Sind das jetzt lauter Minderleister? Die in Voll­kasko-Mentalität mit ihrer Gesundheit hasardieren, indem sie das Aufwachsen im Grünen und in gesicherten finanziellen Verhältnissen ablehnen?

Der Herr Vizekanzler weiß es vielleicht nicht, aber gerade bei der Kinderversorgung sind wir von Vollkasko noch weit entfernt. Zum Beispiel beginnt Österreich erst heuer mit dem Aufbau von Kinder-Rehabilitationszentren.
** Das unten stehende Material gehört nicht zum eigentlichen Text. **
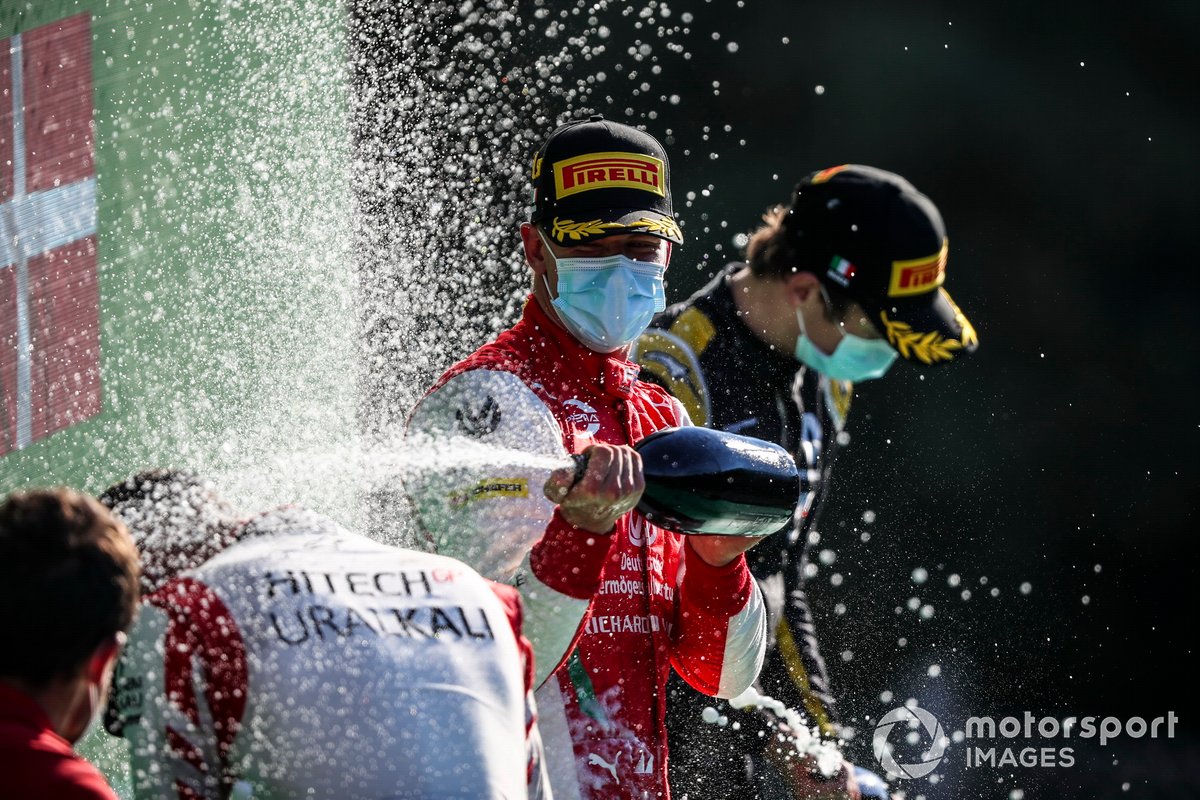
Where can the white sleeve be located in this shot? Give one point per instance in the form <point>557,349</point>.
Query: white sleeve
<point>489,444</point>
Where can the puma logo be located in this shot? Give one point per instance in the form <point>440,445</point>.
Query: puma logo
<point>595,761</point>
<point>480,421</point>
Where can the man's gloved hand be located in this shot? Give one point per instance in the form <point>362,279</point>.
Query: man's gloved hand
<point>611,486</point>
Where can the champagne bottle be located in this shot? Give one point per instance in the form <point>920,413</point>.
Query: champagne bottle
<point>705,481</point>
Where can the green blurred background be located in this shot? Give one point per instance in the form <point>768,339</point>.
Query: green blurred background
<point>306,211</point>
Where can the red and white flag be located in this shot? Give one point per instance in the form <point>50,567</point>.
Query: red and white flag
<point>49,300</point>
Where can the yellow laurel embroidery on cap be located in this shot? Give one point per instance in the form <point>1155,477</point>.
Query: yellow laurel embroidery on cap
<point>838,396</point>
<point>919,275</point>
<point>609,170</point>
<point>970,338</point>
<point>564,229</point>
<point>928,348</point>
<point>665,227</point>
<point>826,174</point>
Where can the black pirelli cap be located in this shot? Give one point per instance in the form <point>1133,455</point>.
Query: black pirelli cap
<point>883,242</point>
<point>597,178</point>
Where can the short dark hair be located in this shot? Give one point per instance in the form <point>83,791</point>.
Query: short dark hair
<point>69,581</point>
<point>771,254</point>
<point>177,519</point>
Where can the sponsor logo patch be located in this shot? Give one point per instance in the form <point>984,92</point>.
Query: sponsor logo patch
<point>479,421</point>
<point>492,488</point>
<point>609,170</point>
<point>918,275</point>
<point>582,416</point>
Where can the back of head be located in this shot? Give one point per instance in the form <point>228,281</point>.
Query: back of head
<point>871,239</point>
<point>69,582</point>
<point>177,519</point>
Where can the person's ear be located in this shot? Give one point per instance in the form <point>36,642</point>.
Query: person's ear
<point>102,659</point>
<point>534,248</point>
<point>802,289</point>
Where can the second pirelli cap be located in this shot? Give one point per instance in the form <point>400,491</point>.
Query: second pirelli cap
<point>883,242</point>
<point>597,178</point>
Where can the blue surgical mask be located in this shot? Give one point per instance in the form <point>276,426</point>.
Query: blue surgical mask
<point>855,358</point>
<point>606,302</point>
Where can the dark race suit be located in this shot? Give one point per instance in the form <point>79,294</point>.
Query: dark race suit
<point>731,380</point>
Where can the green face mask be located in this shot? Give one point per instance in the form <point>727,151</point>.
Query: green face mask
<point>855,358</point>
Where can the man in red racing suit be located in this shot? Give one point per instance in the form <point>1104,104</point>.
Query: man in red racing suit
<point>613,602</point>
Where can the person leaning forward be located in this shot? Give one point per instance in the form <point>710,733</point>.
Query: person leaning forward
<point>838,284</point>
<point>613,601</point>
<point>285,656</point>
<point>69,589</point>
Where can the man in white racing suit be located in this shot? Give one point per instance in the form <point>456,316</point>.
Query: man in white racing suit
<point>285,656</point>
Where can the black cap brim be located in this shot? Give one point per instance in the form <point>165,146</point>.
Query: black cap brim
<point>928,329</point>
<point>599,223</point>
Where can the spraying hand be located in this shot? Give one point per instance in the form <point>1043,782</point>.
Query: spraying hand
<point>611,483</point>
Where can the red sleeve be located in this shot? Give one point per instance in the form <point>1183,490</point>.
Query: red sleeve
<point>568,559</point>
<point>71,777</point>
<point>201,625</point>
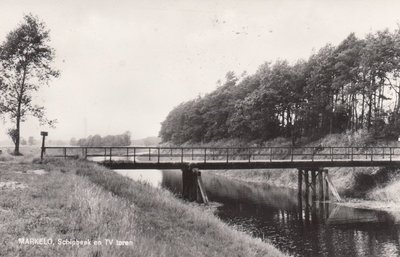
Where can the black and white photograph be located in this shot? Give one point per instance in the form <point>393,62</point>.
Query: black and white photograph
<point>163,128</point>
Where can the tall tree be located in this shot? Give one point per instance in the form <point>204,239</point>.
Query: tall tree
<point>25,66</point>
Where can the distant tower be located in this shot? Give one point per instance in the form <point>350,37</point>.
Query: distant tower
<point>85,127</point>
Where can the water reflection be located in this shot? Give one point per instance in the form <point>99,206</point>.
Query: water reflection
<point>296,225</point>
<point>153,177</point>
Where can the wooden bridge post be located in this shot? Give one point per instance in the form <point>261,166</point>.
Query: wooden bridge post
<point>313,185</point>
<point>326,185</point>
<point>192,185</point>
<point>321,184</point>
<point>300,184</point>
<point>300,195</point>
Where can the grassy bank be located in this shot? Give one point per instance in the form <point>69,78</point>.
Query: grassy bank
<point>76,200</point>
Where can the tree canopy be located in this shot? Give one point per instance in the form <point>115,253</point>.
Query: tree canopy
<point>346,87</point>
<point>25,66</point>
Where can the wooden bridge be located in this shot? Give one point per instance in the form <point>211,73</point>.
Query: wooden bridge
<point>311,162</point>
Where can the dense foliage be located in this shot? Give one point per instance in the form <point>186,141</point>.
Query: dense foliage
<point>110,140</point>
<point>346,87</point>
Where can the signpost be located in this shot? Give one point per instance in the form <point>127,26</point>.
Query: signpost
<point>43,134</point>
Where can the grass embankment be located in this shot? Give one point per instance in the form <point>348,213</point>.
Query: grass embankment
<point>76,200</point>
<point>380,184</point>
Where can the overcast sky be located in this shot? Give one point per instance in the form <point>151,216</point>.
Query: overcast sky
<point>125,64</point>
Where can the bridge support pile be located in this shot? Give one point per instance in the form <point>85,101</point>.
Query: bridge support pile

Bis jetzt müssen Eltern die Nachbetreuung von Kindern, die eine lange und schwere Krankheit hinter sich haben, privat organisieren, mit ihnen von Therapie zu Therapie fahren und dafür großteils aus eigener Tasche zahlen.

Vollkasko. Beim Auto bedeutet das, auch Schäden, die durch Vandalismus entstanden sind, sind gedeckt. Man könnte Krankheit als vandalistischen Akt des Schicksals sehen. Oder als Folge vandalistisch wütender Lebensverhältnisse. Sollen Menschen in so einem Fall auf ihre Krankenversicherung zählen dürfen? Menschen doch nicht! Vollkasko gibt’s bei Autos, das genügt.